• Arch Orthop Trauma Surg · Apr 2021

    Is limited shoulder abduction associated with poor scapulothoracic mobility after reverse shoulder arthroplasty?

    • Bernd Friesenbichler, Andrea Grassi, Cécile Grobet, Laurent Audigé, and Barbara Wirth.
    • Human Performance Lab, Schulthess Clinic, Zürich, Switzerland. bernd.friesenbichler@kws.ch.
    • Arch Orthop Trauma Surg. 2021 Apr 1; 141 (4): 587-591.

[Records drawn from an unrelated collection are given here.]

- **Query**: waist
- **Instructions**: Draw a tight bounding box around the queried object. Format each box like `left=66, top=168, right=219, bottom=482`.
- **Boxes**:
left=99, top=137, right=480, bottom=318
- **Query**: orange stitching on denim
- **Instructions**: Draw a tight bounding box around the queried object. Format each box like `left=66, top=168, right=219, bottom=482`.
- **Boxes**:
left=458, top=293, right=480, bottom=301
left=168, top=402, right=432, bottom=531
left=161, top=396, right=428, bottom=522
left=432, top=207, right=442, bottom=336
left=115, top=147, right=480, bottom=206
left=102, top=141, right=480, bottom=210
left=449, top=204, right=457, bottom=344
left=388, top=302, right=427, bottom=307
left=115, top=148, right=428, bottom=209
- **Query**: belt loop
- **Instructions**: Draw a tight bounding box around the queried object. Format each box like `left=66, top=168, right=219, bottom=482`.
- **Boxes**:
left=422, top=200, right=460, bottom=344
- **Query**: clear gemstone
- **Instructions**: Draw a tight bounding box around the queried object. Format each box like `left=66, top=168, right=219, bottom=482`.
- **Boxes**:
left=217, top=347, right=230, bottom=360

    IntroductionThe contribution of the glenohumeral joint to shoulder abduction is acknowledged as an important factor for reverse total shoulder arthroplasty (RTSA) patients. In contrast, the degree of scapulothoracic joint contribution and its relation to RTSA patients with poor to excellent shoulder abduction are unclear.Materials And MethodsTwenty-three selectively recruited patients (74 ± 7 years, 11 males) with shoulder abduction ranging from poor to excellent at least 6 months after primary, unilateral RTSA participated in this study. Individual scapulothoracic and glenohumeral contributions at maximum shoulder abduction in the scapular plane were measured using 3D motion capture and correlations between scapulothoracic and glenohumeral contributions to shoulder abduction were assessed. Multiple regression analysis was used to determine the influence of age, body mass index, follow-up period, abduction strength and passive glenohumeral mobility on scapulothoracic and glenohumeral function.ResultsMaximum shoulder abduction (range 48°-140°) was not significantly correlated with the scapulothoracic contribution (range 39°-75°, r = 0.40, p = 0.06), but there was a strong and significant correlation with the glenohumeral contribution (range - 9°-83°, r = 0.91, p < 0.001). Abduction strength was strongly associated with glenohumeral (p = 0.006) but not scapulothoracic (p = 0.34) joint contributions.ConclusionsLimited shoulder abduction is not associated with insufficient scapulothoracic mobility, which rather provides a basic level of function for RTSA patients. Good to excellent shoulder abduction could only be achieved by increasing the glenohumeral contribution that was associated with postoperative abduction strength.